En 2013, au nom de l'oligarque russe en exil, Dmitry Rybolovlev, Bouvier (que l'on pourra juger autant comme un homme culotté qu'un fou jouant littéralement avec sa vie) a acheté le tableau pour 75 millions de $, avant de la transmettre à son client pour... 127,5 millions de $.
Une majoration de 50,5 millions sous fond de commission colossale que Bouvier a facturée à Rybolovlev (qui dépassait le milliard de dollars, si l'on regroupe toutes ses transactions avec le milliardaire russe), sans que ce dernier ne sache réellement le fin mot de l'histoire.
Évidemment, il apprendra très vite le véritable prix du Salvator Mundi grâce à un article du New York Times, il lancera dès lors une action en justice massive contre Bouvier, qui a été arrêté en 2015 avant d'être libéré sous une caution de 10 millions d'euros.
Le bougre se bat d'ailleurs toujours devant les tribunaux aujourd'hui, avec un argument difficilement irréfutable : il n'a rien fait d'illégal.
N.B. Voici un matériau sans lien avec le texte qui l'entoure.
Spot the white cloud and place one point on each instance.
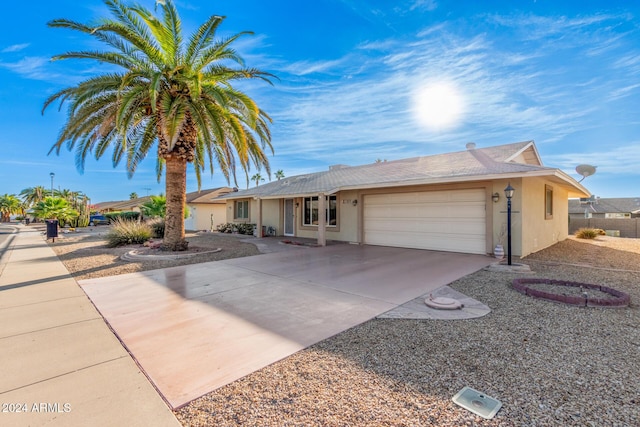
(542, 93)
(32, 67)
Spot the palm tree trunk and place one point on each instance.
(176, 188)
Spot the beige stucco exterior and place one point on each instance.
(531, 231)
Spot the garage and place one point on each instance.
(453, 221)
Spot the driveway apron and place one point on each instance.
(196, 328)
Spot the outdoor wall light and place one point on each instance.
(508, 192)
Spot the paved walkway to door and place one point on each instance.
(198, 327)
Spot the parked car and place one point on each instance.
(98, 220)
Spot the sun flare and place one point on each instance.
(439, 106)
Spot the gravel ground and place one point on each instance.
(548, 363)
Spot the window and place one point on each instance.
(310, 214)
(548, 202)
(241, 209)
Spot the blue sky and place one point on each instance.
(361, 80)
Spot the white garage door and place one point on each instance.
(439, 220)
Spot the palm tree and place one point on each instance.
(32, 195)
(178, 94)
(55, 208)
(257, 178)
(9, 204)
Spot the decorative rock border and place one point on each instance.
(620, 299)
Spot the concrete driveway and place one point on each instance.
(198, 327)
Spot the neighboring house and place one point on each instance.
(206, 211)
(450, 202)
(609, 208)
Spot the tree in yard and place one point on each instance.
(9, 204)
(178, 94)
(257, 178)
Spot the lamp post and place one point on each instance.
(52, 175)
(508, 192)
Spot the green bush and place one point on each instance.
(157, 227)
(124, 232)
(587, 233)
(245, 228)
(240, 228)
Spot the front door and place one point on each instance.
(288, 217)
Ce qui est, même si son activité florissante de stockage d'œuvres d'art a été bloqué par la justice, la vérité dans le sens où il a simplement profité du système de port franc (des limbes dépourvus de taxes/douanes et de formalités administratives, où les actifs peuvent être garés en toute impunité avant d'être blanchis) pour fournir un stockage sécurisé des œuvres d'art aux clients de grande valeur, et qu'il est donc finalement impossible de totalement le juger pour escroquerie.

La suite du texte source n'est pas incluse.